Doctor

     My grandfather never forgets to check the mousetrap every morning.  It’s the first thing he does after getting up, before he puts on dentures or performs tai chi. There is always a rat in there, sometimes two, all gray except for two bulging red eyes that sway back and forth like searchlights.  Today he just stuck a hot poker through the head, and it all ended pretty quickly.  By the time I got up, it was already in the trash, still smoldering with pale smoke.  My grandfather used to pour scalding water through the cage, or just throw it into the stove like bad fish, but on account of the smell of smoldering fur, the neighbors complained.
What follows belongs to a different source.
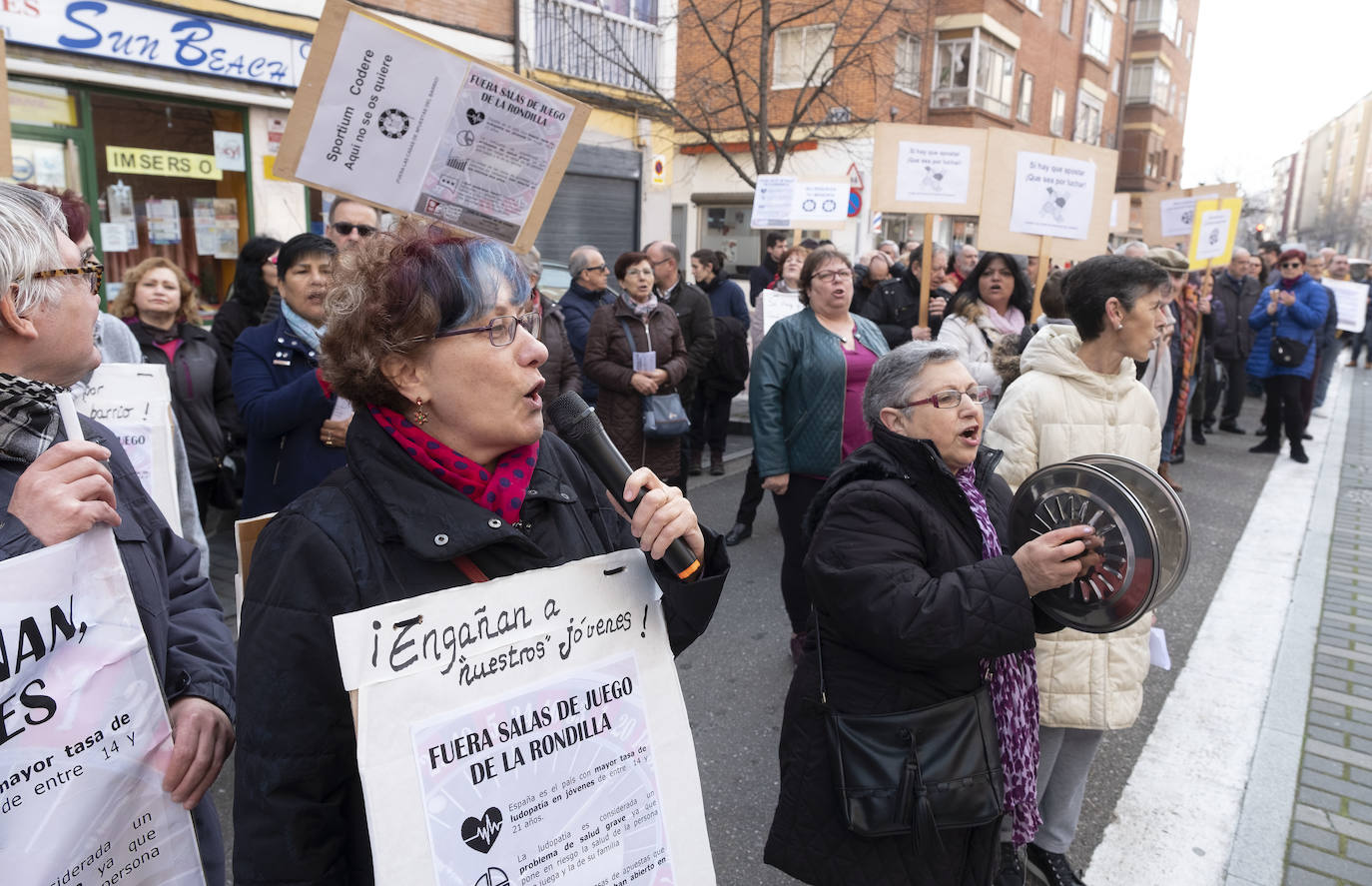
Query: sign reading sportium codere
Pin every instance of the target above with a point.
(394, 118)
(527, 731)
He had to resort to more humane forms of execution.

     My grandfather always had a strange fascination with death, and he passed it on to me.  I fill my playtime by tearing worms apart, burning ants through magnifying glass, or pulling snails out of their shells, until there is a smell of death in the air, and the ground reeks of murder.  To me, death smelled like ordinary things, fresh snot, hair salons, or government butter.

     After taking care of the rats, when the sun is in the process of usurping the moon, my grandfather goes to stoke the fire that sits in the center of the courtyard.  Today, the fire had gone out during the night, so he can’t just add more coal cakes into the abdomen of the furnace.  Newspapers have to be gathered up and burned, and it would take many attempts to induce a spark in the cold stove.  It wouldn’t end until the entire courtyard is filled with acrid blue smoke, the fat hips of the furnace swaying with its tentacles, fighting to invade every crack of the tenements.  The rooster died of smoke inhalation a long time ago, and the crack of dawn is signaled by the punctuality of the tangy smoke.
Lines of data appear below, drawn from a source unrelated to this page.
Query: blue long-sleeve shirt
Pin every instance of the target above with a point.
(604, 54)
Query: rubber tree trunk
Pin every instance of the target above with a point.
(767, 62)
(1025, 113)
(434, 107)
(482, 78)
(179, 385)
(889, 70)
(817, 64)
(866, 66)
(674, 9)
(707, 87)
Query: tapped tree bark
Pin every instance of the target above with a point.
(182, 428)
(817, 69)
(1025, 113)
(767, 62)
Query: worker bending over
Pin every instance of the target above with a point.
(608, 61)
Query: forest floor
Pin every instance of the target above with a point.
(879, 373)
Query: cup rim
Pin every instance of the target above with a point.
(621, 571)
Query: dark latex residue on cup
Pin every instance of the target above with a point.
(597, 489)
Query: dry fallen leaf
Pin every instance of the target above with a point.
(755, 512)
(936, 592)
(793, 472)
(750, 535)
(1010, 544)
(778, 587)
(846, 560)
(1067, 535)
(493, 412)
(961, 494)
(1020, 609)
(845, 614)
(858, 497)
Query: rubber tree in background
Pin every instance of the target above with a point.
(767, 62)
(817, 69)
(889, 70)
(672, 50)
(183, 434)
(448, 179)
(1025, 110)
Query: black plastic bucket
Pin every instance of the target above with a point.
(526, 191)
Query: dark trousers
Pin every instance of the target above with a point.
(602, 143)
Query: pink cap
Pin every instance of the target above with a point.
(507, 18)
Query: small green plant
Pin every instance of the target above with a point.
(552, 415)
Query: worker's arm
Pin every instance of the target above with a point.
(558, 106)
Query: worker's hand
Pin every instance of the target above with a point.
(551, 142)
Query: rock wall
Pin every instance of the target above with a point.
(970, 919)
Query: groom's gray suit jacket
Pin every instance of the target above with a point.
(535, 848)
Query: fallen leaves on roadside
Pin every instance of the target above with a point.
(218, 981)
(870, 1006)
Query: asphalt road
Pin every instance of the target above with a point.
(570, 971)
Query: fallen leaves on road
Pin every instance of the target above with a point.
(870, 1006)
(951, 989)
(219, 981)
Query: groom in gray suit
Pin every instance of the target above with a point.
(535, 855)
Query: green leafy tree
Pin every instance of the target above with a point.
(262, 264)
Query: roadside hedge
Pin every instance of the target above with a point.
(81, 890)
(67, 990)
     An old woman’s hoarse scream pierces the smoke and what it portends slices the day in half.  It is sharp as the smoke, a dense menacing wail, full of air and desperation.  It’s from the Yu family on the eastside of the yard, a woman of eighty and her husband older by a decade.  Sole survivors from a wealthy family purged during the Great Cultural Revolution.  Literally spit out.  Too late for children.  This entire courtyard used to be theirs, and the walls used to be painted with landscapes of the Perfume Mountains, until the Red Guards diligently covered it up when the artist was revealed to harbor tendencies contrary to party standards.  What remain are faded slogans and a broken sickle.
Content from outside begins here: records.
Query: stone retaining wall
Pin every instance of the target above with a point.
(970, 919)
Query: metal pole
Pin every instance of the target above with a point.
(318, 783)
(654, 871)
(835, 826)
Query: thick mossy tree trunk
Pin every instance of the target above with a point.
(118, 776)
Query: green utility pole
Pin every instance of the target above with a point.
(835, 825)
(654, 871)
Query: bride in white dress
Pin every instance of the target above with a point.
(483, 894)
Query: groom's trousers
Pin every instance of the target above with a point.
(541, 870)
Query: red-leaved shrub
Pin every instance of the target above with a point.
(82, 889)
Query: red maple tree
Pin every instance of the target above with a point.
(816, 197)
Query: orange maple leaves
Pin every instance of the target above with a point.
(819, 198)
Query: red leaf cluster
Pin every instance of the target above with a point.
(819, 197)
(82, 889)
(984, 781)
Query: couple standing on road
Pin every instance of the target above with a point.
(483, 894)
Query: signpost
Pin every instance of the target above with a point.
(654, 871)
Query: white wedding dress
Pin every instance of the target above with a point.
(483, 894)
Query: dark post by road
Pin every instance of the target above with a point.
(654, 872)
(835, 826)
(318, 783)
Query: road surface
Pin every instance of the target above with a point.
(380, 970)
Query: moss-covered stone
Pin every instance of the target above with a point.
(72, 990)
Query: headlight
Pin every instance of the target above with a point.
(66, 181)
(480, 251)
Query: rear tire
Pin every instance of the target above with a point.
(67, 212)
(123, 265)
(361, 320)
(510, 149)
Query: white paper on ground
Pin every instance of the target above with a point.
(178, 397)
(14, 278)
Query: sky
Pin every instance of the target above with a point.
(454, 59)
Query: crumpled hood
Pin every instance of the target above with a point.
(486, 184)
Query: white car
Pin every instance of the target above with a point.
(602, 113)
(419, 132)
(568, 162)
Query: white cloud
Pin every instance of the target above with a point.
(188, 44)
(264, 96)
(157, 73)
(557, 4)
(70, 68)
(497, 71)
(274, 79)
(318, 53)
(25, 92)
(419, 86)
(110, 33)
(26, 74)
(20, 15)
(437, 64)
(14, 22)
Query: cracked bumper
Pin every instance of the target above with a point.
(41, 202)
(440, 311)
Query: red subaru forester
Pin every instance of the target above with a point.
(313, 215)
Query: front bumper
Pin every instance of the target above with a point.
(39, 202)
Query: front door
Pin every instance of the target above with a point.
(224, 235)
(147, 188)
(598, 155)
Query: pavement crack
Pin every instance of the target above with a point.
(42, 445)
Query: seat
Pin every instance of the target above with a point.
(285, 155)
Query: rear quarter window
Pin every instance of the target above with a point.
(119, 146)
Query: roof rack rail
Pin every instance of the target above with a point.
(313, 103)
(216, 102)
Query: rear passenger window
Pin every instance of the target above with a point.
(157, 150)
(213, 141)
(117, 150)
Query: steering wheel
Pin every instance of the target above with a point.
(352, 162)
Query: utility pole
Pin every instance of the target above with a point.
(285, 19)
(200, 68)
     People start to come out of their homes, covering their noses with the sleeves of their homemade cotton coats.  No one dares to approach the door where the shout erupted.  They know it’s death, and it’ll surely bring bad luck if they have anything to do with it.  It is a job for a doctor, or an undertaker.

     My grandfather stands by the stove, at the epicenter of all this commotion, as the pieces of coal are slowly being digested.  His fingers are greasy and powdery, his nostrils painted with black coal.  The fire fizzes and then disappears, and makes you doubt if it was lighted in the first place.  He walks toward the cry and opens the door of the Yu house.

     The room is suffocating with coal-smoke.  Continents of blackness stain the walls.  There is a single solitary window; filled only with oily opaque paper instead of glass, making the objects in the room look blurry and yellowish like an aged and tattered family portrait.  A washbasin rests precariously on a metal cabinet.  The design is one of dancing dragons, but the scales are made of rust.  The water is filmy with milky scum, dappled with the precipitates of dead skin and greasy soap.  Time-worn clock hands like ancient spears, urine-encrusted chamber pot displayed majestically in comic relief.

     A mousetrap lays in the dark corner with the spring still relaxed.  In the center of the room is a behemoth of a bed, obscenely geometrical, coffin-like.  It is moldy from the dank air and the lack of sun.  A broken brick supports one leg.  You might mistake the small and sallow man that’s lying on top to be just a pillow, or an apparition.  In a room of antiquities, the couple is more ancient than all of them.

     “Please help him, dai fu,” the woman says.

     He checks the man’s pulse, moves his neck towards the nostrils to feel for a weak exhalation.  Comrade Yu’s blood trembles like a caterpillar ascending a tree branch.  Then it stops.  By the grimace of my grandfather and the distance the neighbors have allowed it, he is surely dead.

     “He has passed on,” my grandfather says, while walking back to re-light the fire.

     A carriage will soon come and stack his body in cardboard boxes.  Will they bury it, or burn it?  But the family will always receive an urn and they’ll pretend the sand it contains are in fact the ashes of their loved ones.

     Meanwhile, the woman’s wails become weaker, and she just sits there, seeming to coalesce with the lifeless chair.  A tremulous leaf masters the puppetry of its movement on the paper window, its shadow dances through the room.  It is the only thing that moves.

     My grandfather was never called dai fu before.  A doctor.  A doctor?  I would have to ask him that someday.  I will catch him by surprise through the smoke.  Meanwhile, more rats would have to be sacrificed for that kind of truth.  It was when he lost his sight that he finally told me his story.